The court also refused to consider the impossibility of performance defense. There was no showing that it was “impossible” to arbitrate the estate’s claim because of the healthcare policy statement.

ARBITRATION AGREEMENT BETWEEN DOCTOR AND PATIENT WHICH PROVIDED FOR PARTIES TO SHARE ARBITRATION EXPENSES EQUALLY, DID NOT PROVIDE A BASIS TO FIND THAT THE AGREEMENT WAS CONTRARY TO PUBLIC POLICY, OR UNCONSCIONABLE–PLAINTIFFS NEVER REQUESTED VOLUNTARY STATUTORY BINDING ARBITRATION–TRIAL COURT DID NOT ERR IN GRANTING DEFENDANT’S MOTION TO COMPEL ARBITRATION PURSUANT TO PRIVATE ARBITRATION AGREEMENT

Santiago v. Baker, 39 Fla. L. Weekly D750 (Fla. 2nd DCA April 11, 2014):

The parents in this case sued a doctor and her practice for the severe birth defects that their child was born with. The parents alleged that the birth resulted from a drug that the mother was given to treat a chronic disease.

According to the complaint, upon becoming a new patient of the practice, the plaintiff informed the medical staff that she and her husband were planning to have a second child. Later, an over-the-counter pregnancy test taken by the mother yielded a positive result. On two visits, several days later, the practice advised her that the pregnancy was not viable, and recommended a dilation and curettage. The mother declined the procedure.

However, believing that spontaneous passage of the fetus would occur, the mother resumed taking the drug. She alleged that she was unaware of the possible adverse effects the drug might have on the fetus anyway. The baby was then born seriously impaired.

When the mother became a patient of this practice, she had signed an arbitration agreement which covered the claims asserted in the complaint. She executed the agreement prior to the baby’s birth and prior to the baby’s conception.

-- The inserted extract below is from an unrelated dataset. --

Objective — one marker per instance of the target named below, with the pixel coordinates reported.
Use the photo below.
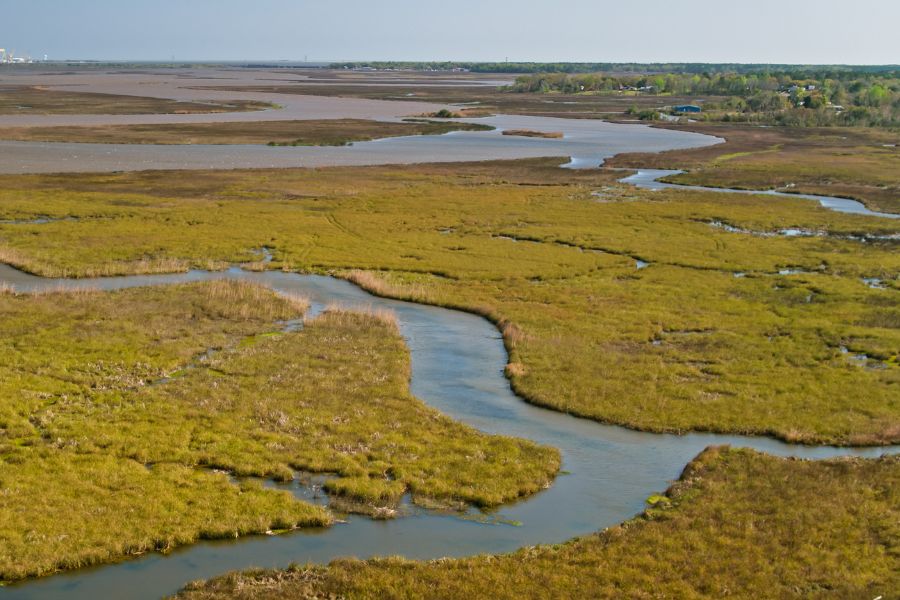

After the complaint was filed, the practice successfully moved to compel arbitration. The parents challenged the trial court’s ruling.

The parents argued that the arbitration agreement violated Florida’s public policy as reflected in the medical malpractice statutes. They claimed that the Act required the resolution of malpractice claims exclusively through statutory voluntary binding arbitration, or through trial. The defendant, however, contended that the Act is much less broad.

The parents never requested voluntary statutory arbitration and thus never invoked the protections of §766.207. Instead, they willingly signed the defendant’s arbitration agreement without coercion or duress. Nothing in the agreement was substantively or procedurally unconscionable. The agreement clearly specified that the parties were waiving their right to a jury trial and consented to arbitrate all claims arising out of or related to medical care and treatment. The parties agreed to share arbitration expenses equally.

The parents insisted that if neither party sought arbitration under §766.207, then the law would bar the arbitration of a malpractice claim. They contend that the arbitration agreement they signed lessened their rights under the Act, and was inconsistent with the Medical Malpractice Act’s purpose and public policy. They argued that Franks v. Bowers supported their argument. However, Franks applied to an arbitration that was done under the Act, but did not conform to the statute. Here, the parties never invoked the statutory arbitration scheme.

Franks though, did not hold that all private arbitration agreements are void against public policy. Thus, nothing in that case impeded the general enforceability of agreements to arbitrate. Because nothing in the agreement was void as against public policy, the court upheld it.